Noël, une fissure dans mon bagne matérialiste (Claudel).

Nos villes et métropoles sont des « Bethléem ». Les plus fragiles trouvent difficilement leur place et encore moins après un voyage précipité les s’éloignant de violences assassines que nous ne voulons pas voir, réfugiés dans des discours vains, facilitant la construction des murs.

Comment oublier en ce temps de Noël les victimes de ces traversées périlleuses où, sans aucune sécurité, des femmes, des hommes, des enfants ont pris tous les risques ‑ ceux que le désespoir autorise ‑ pour une rive hospitalière. Que de fois l’espoir se révèle un naufrage, comme celui que vécurent, il y a quelques semaines, cette maman et son enfant qui trouvèrent la mort avec 25 autres passagers lors de la traversée de La Manche.

En ce Noël, nous nous souvenons de cette Mère qui, portant la vie ‑ et quelle Vie ‑ ne trouve aucune place pour devoir accoucher dans la « Maison commune » qui se révèlera le berceau de l’Enfant-Dieu, un asile que, seuls, les plus pauvres fréquentent.

En cette nuit de Noël, d’aucuns ont pris le temps de protéger la vie de ceux qui, oubliés, ont trouvé ainsi un peu de tendresse.

Une rencontre bouleversante, comme celle que vécut Claudel le 25 décembre 1886 : « J’avais eu tout à coup le sentiment déchirant de l’innocence, de l’éternelle enfance de Dieu, une révélation ineffable ».

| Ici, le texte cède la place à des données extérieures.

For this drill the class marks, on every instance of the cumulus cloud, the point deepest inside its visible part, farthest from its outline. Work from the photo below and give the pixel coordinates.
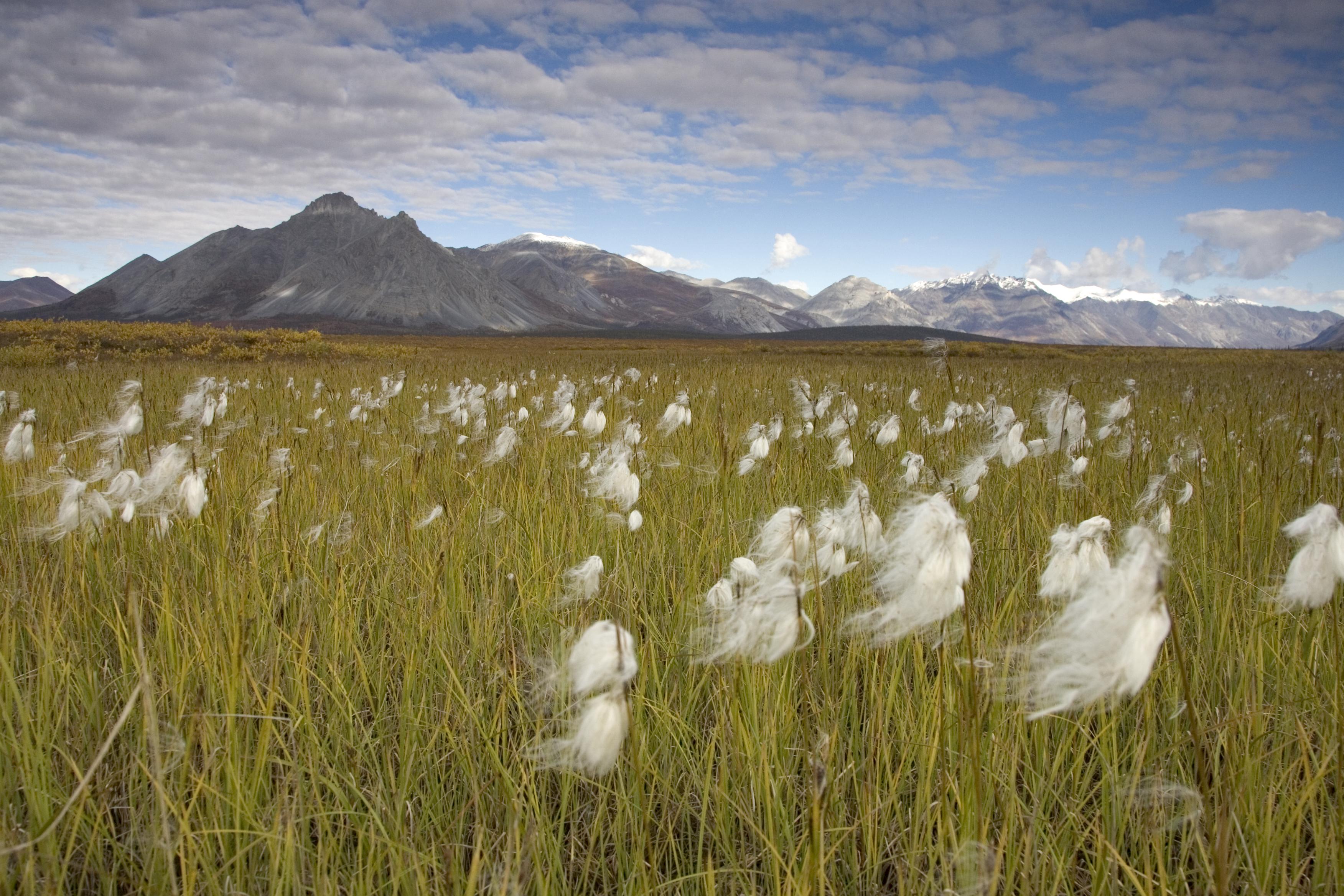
(65, 280)
(927, 272)
(1099, 268)
(159, 123)
(787, 250)
(659, 260)
(1261, 244)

Noël, une sortie de l’éphémère dans lequel notre monde est vautré pour naître et reconnaître ce qui donne à la vie tout son sens où l’infini devient palpable au cœur de ces rencontres où l’autre devient un hôte, un frère, une sœur.

Noël est un accouchement spirituel, une étoile qui se propose à notre liberté ; elle est comme une boussole. Un chemin se dessine. Ne nous conduirait-il pas vers ces « escales solidaires », celles d’un envol vers des cieux nouveaux ; entendons des cœurs régénérés pour une terre nouvelle, ensemencée par la générosité.

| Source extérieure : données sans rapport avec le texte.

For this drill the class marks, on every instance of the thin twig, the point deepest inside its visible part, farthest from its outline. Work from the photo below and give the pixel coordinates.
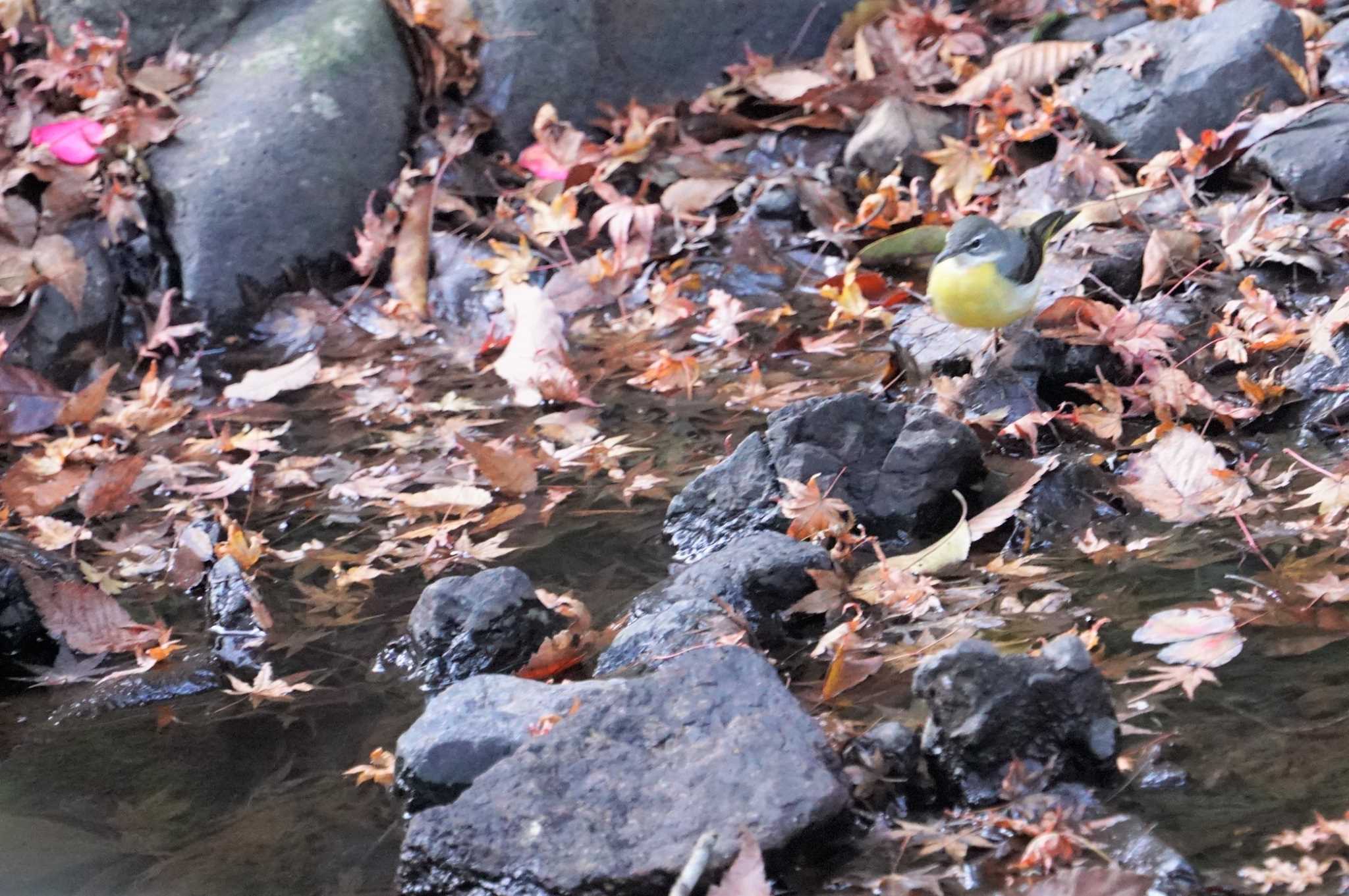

N’est-ce pas cela Noël, sortir de ce sommeil qui entretient tous les alibis, si bien résumés par ces mots dévastateurs : « je ne savais pas » pour n’avoir pas pris le risque de voir, abrité derrière des remparts que, seul, le cœur peut lézarder.

La fête de Noël n’est pas seulement l’anniversaire d’une naissance aussi incroyable que désarmante, elle est un appel à se laisser toucher par ce regard d’un enfant qui donne l’audace de faire un travail tout intérieur pour habiter, ne serait-ce qu’un moment, ces rêves qui nous ont éclairés mais que la vie a assombris, jusqu’à les déserter.

Se retrouver avec nos rêves et se réconcilier avec eux, c’est aussi cela Noël.

Devant un enfant, qui n’a pas retrouvé l’étoile, se laissant surprendre par un inattendu grave et joyeux pour s’inscrire dans une responsabilité attentive à ce qu’il va devenir. Plus de faux fuyants, il nous faut répondre à cette exigence : « Quel monde lui laisserons-nous » ?

Quand l’inquiétude d’un être désarmé comme un enfant nous touche, alors nous devenons des vivants, ou plus exactement, nous nous éveillons à une vie nouvelle, nous faisant comprendre que tout est encore possible.

Reconnaître ce possible, c’est justement Noël, un appel à une vie bouleversante parce que bouleversée par la rencontre de l’enfant.